Lexus in Paris 2008

Lexus IS 250C Cabriolet Lexus IS 250C Cabriolet

Lexus in Paris 2008

— 03.10.2008

Toyota-Tochter oben ohne

Lexus macht im herbstlichen Paris auf Sonnenschein und zeigt den offenen IS 250C. Ebenfalls auf der Paris Motor Show 2008: die muskulöse Crossover-Studie LF-Xh mit Hybridantrieb.

Lexus schürt die Vorfreude auf einen sonnigen Sommer 2009 und zeigt auf dem Pariser Salon 2008 eine offene Version der Limousine IS. Die wurde nebenbei dezent geliftet und steht mit leichten Retuschen an Frontpartie, neu gezeichnetem Kühlergrill und vergrößerten Heckleuchten ebenfalls in Paris. Der viersitzige IS 250C ergänzt das Cabrio-Angebot der Toyota-Nobeltochter, das bislang nur aus dem SC 430 bestand. Mit faltbarem Hardtop soll der IS 250C ab Sommer 2009 im Revier von Premium-Konkurrenten à la BMW 3er Cabrio und Mercedes CLK wildern. Als Antrieb dient der von der Limousine übernommende 2,5-Liter-V6, geschaltet wird über eine Sechsgang-Automatik. Im Gegensatz zum sportlich-knackigen Lexus SC versteht sich der IS eher als komofortabler Gleiter.

Das dreiteilige Alu-Klappdach versinkt nach 20 Sekunden im Kofferraum

Typisch Lexus: Edler Innenraum mit feinem Leder und sportlichem Alu-Zierrat.

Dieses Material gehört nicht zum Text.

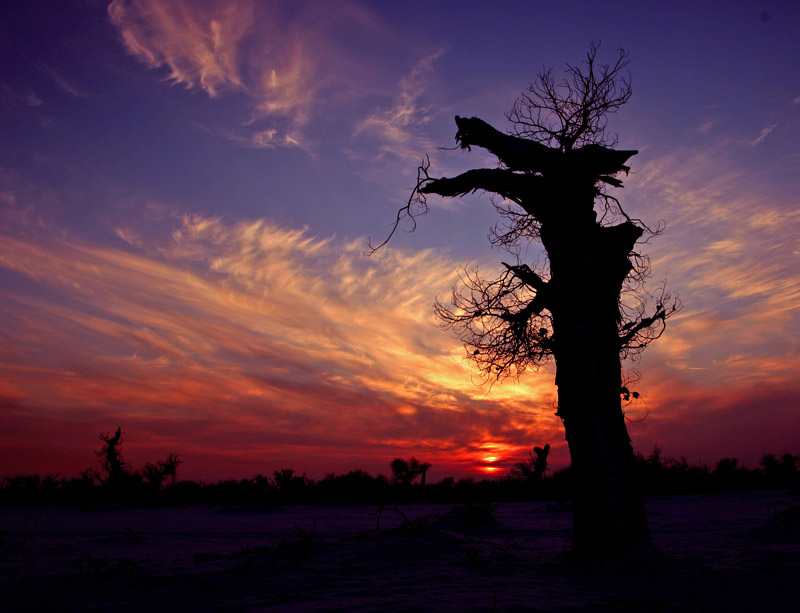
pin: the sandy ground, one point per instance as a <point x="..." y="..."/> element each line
<point x="722" y="553"/>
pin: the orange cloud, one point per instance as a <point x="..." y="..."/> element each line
<point x="273" y="339"/>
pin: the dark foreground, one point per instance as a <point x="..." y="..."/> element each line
<point x="723" y="553"/>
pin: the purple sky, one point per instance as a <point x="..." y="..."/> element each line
<point x="187" y="190"/>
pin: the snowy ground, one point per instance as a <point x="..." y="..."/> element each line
<point x="723" y="554"/>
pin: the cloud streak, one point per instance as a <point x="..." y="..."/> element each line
<point x="252" y="332"/>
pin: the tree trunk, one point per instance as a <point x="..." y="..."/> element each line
<point x="608" y="512"/>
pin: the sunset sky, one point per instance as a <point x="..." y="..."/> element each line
<point x="187" y="190"/>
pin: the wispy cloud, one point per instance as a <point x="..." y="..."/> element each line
<point x="242" y="47"/>
<point x="766" y="131"/>
<point x="250" y="327"/>
<point x="398" y="127"/>
<point x="286" y="60"/>
<point x="198" y="44"/>
<point x="730" y="250"/>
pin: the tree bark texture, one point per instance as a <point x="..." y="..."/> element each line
<point x="588" y="265"/>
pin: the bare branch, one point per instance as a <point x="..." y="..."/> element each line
<point x="415" y="206"/>
<point x="501" y="322"/>
<point x="573" y="111"/>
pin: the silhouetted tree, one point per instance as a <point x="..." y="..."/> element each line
<point x="586" y="305"/>
<point x="155" y="474"/>
<point x="532" y="470"/>
<point x="116" y="469"/>
<point x="405" y="471"/>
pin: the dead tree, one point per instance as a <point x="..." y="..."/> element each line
<point x="115" y="467"/>
<point x="586" y="306"/>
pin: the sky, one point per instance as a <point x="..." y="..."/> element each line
<point x="187" y="191"/>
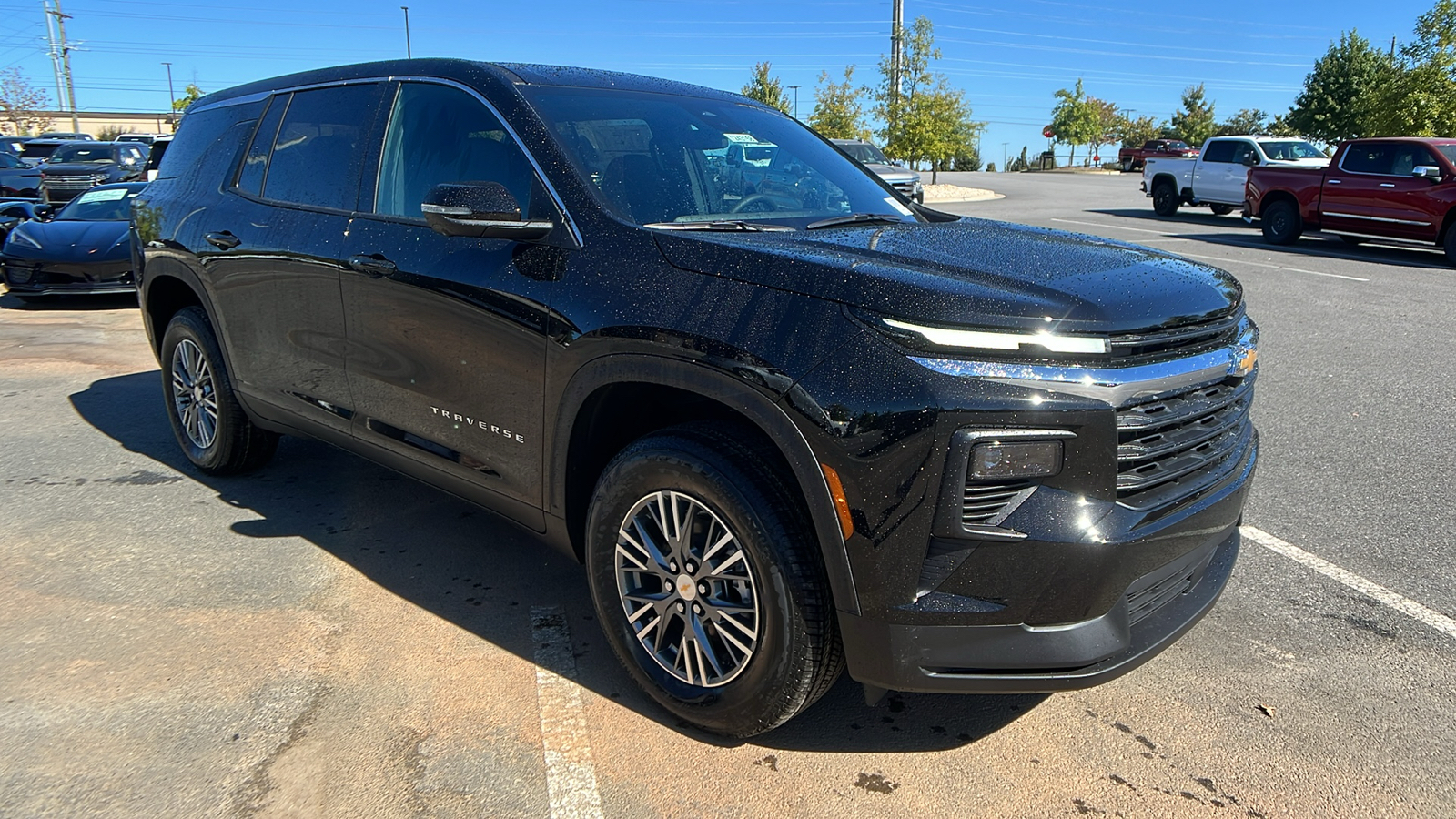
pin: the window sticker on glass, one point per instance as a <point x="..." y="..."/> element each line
<point x="108" y="196"/>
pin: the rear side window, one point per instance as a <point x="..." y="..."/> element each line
<point x="315" y="157"/>
<point x="1219" y="152"/>
<point x="441" y="135"/>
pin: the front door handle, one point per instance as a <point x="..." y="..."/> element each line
<point x="375" y="266"/>
<point x="223" y="241"/>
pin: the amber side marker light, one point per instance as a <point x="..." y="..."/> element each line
<point x="836" y="490"/>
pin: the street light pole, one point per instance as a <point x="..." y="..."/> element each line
<point x="410" y="51"/>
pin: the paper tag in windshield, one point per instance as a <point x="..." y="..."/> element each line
<point x="109" y="196"/>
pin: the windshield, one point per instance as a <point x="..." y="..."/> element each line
<point x="84" y="153"/>
<point x="864" y="152"/>
<point x="101" y="205"/>
<point x="1292" y="150"/>
<point x="655" y="157"/>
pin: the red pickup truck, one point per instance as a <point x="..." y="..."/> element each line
<point x="1376" y="188"/>
<point x="1135" y="157"/>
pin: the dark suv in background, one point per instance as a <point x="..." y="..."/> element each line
<point x="80" y="167"/>
<point x="788" y="430"/>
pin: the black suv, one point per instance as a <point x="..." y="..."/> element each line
<point x="82" y="165"/>
<point x="786" y="430"/>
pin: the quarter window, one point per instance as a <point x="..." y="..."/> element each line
<point x="440" y="135"/>
<point x="315" y="157"/>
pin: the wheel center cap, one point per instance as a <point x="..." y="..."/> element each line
<point x="686" y="588"/>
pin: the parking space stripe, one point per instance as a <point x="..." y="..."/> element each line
<point x="1373" y="591"/>
<point x="571" y="777"/>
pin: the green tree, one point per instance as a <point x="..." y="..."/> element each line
<point x="1247" y="121"/>
<point x="1194" y="121"/>
<point x="1135" y="131"/>
<point x="1341" y="94"/>
<point x="839" y="111"/>
<point x="21" y="104"/>
<point x="925" y="118"/>
<point x="766" y="89"/>
<point x="189" y="95"/>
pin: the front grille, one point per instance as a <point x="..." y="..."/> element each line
<point x="1171" y="448"/>
<point x="985" y="501"/>
<point x="1130" y="349"/>
<point x="1148" y="601"/>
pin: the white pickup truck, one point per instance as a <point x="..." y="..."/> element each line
<point x="1216" y="178"/>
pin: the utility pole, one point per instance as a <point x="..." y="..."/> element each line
<point x="410" y="53"/>
<point x="66" y="60"/>
<point x="56" y="53"/>
<point x="172" y="95"/>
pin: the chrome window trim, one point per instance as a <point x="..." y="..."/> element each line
<point x="1118" y="387"/>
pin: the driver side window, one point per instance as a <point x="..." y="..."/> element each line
<point x="441" y="135"/>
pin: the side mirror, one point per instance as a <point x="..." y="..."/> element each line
<point x="480" y="208"/>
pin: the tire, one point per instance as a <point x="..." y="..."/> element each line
<point x="210" y="426"/>
<point x="1165" y="198"/>
<point x="778" y="649"/>
<point x="1281" y="223"/>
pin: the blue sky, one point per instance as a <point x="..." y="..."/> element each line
<point x="1009" y="56"/>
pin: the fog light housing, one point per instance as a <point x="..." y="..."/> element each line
<point x="997" y="460"/>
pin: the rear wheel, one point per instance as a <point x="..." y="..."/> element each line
<point x="1165" y="198"/>
<point x="708" y="581"/>
<point x="208" y="423"/>
<point x="1281" y="223"/>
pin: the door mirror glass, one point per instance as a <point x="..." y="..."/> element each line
<point x="480" y="208"/>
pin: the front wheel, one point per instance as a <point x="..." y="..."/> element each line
<point x="210" y="426"/>
<point x="1165" y="198"/>
<point x="1281" y="223"/>
<point x="708" y="583"/>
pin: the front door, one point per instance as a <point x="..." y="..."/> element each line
<point x="448" y="334"/>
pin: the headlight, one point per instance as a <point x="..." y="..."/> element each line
<point x="1001" y="339"/>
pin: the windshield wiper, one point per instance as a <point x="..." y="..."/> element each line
<point x="855" y="219"/>
<point x="721" y="225"/>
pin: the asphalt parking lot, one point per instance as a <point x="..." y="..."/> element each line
<point x="328" y="639"/>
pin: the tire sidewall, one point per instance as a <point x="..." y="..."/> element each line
<point x="191" y="325"/>
<point x="744" y="703"/>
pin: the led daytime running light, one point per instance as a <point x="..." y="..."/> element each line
<point x="983" y="339"/>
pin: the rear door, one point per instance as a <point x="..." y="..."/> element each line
<point x="448" y="334"/>
<point x="1373" y="191"/>
<point x="276" y="251"/>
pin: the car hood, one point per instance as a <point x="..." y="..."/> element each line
<point x="892" y="171"/>
<point x="970" y="273"/>
<point x="70" y="241"/>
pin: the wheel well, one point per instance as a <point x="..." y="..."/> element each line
<point x="1278" y="197"/>
<point x="167" y="295"/>
<point x="618" y="414"/>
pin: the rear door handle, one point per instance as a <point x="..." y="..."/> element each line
<point x="223" y="239"/>
<point x="375" y="266"/>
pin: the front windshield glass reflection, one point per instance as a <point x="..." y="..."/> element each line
<point x="664" y="159"/>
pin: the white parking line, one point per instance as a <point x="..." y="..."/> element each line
<point x="1373" y="591"/>
<point x="571" y="777"/>
<point x="1176" y="238"/>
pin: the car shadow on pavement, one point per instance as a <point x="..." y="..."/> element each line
<point x="102" y="302"/>
<point x="484" y="574"/>
<point x="1312" y="245"/>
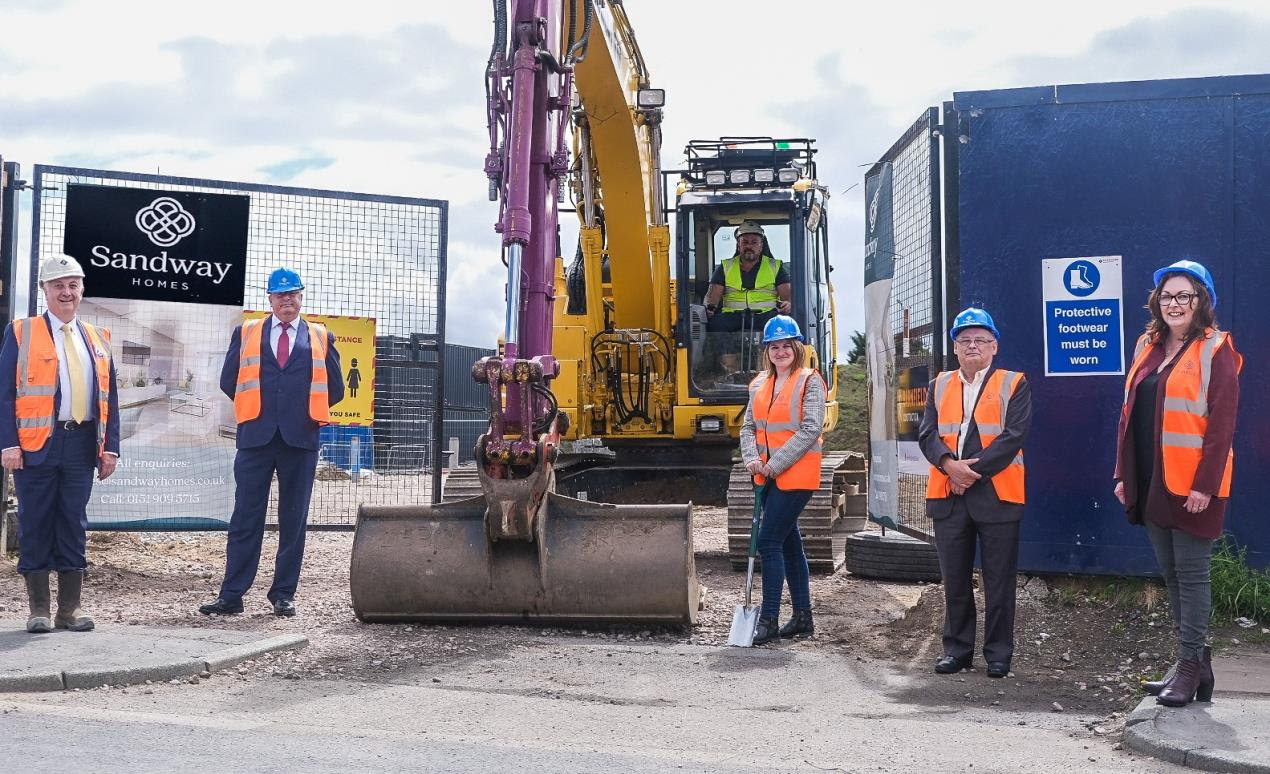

Obwohl auf Basis der IS Limousine gebaut, stellt das Cabrio in der Lexus-Palette eine Neuentwicklung dar. Lediglich Motorhaube, Türgriffe, Scheinwerfer und Außenspiegel wurden übernommen. Das dreiteilige Faltdach ist komplett aus Aluminium gefertigt, öffnet und schließt per Knopfruck in 20 Sekunden. Im offenen Zustand verschwindet es platzsparend im Kofferraum, der dann immer noch ausreichend Platz für einen Wochendend-Trip zu zweit bieten soll. Der Innenraum präsentiert sich Lexus-typisch edel mit feinem Leder und sportlichem Alu-Zierrat. Zu den Highlights zählt sicherlich das Soundsystem mit zwölf Lautsprechern, dessen Akustik sich bei geöffnetem Dach automatisch anpasst.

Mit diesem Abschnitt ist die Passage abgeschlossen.